According to a report published Wednesday, researchers from UC Berkeley’s School of Public Health and Center for Labor Research and Education found that the creation of a state stockpile of personal protective equipment, or PPE, for future pandemics or emergencies could have economic and health benefits.
The stockpile would consist of enough PPE to protect essential workers for at least 90 days of an emergency. According to the report, authored by UC Berkeley researchers William Dow, Kevin Lee and Laurel Lucia, having PPE on hand would allow essential workers to continue working with much less risk and would be economically beneficial to California.
The report estimates that more than 20,000 COVID-19 cases could have been averted if essential workers had access to PPE at the start of the pandemic.
In addition, the report states that many health care workers were furloughed because of the lack of PPE, partially resulting in more than 250,000 California health care workers receiving unemployment benefits.
According to the report, for every week earlier that these workers could return to work in the next pandemic, the state would save approximately $93 million in unemployment insurance payments.
California would have also saved money because of the increase in the cost of PPE during a pandemic, which Dow, a UC Berkeley professor of health policy and management, said he was surprised to learn.
“It’s not the case that it would have cost us money to save lives,” Dow said. “It would have actually saved money if we had purchased this PPE and stockpiled it at nonpandemic prices.”
The report cites the price of N95 masks increasing 465% during the COVID-19 pandemic — from $1.27 to $5.90 per mask — with similar trends for other types of PPE.
Purchasing PPE for California’s essential workers and related key populations would cost more than $808 million if procured at pandemic prices, according to the report. Procuring the same PPE at nonpandemic prices would cost only $134 million, or 17% of the cost at pandemic prices.

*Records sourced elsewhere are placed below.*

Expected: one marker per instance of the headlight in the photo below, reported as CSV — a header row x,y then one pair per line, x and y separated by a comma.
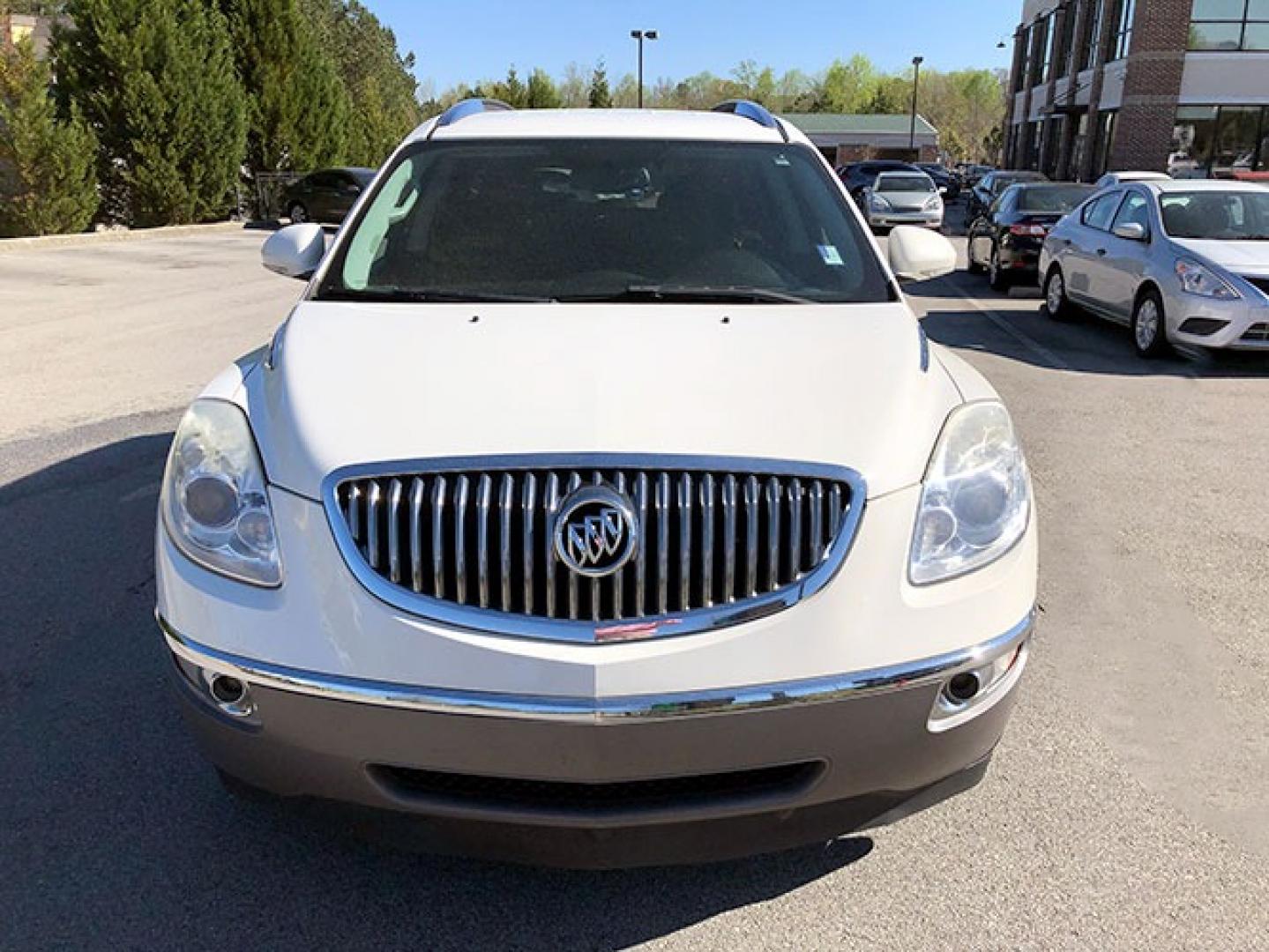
x,y
976,498
214,501
1197,279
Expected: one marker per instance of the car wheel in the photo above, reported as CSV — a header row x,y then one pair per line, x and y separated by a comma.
x,y
1149,330
997,275
1057,306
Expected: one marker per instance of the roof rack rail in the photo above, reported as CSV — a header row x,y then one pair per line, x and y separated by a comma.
x,y
468,107
748,109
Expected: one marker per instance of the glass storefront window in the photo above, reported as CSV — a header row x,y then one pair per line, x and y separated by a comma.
x,y
1228,142
1230,25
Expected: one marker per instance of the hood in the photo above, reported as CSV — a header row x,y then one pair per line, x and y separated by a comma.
x,y
1237,257
907,200
377,383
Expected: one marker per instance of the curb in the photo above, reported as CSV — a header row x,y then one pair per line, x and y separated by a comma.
x,y
63,241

“In the best case scenario it would never be needed, in which case some might consider the premium cost ‘wasted’ since the pandemic-priced purchases would never be needed,” the report states. “But the COVID-19 pandemic has sadly illustrated how myopic it is to go ‘uninsured’ without an adequate PPE stockpile.”
This report was released as SB 275 is being discussed in the California Legislature.
The bill would require the state to create a 90-day supply of PPE for essential workers by June 1, 2023.
“We do not know when the next pandemic or health emergency will arise that will require PPE, but it will come,” the report states. “Both fiscal prudence and public health commonsense align in strongly recommending establishment of a robust PPE stockpile for the future.”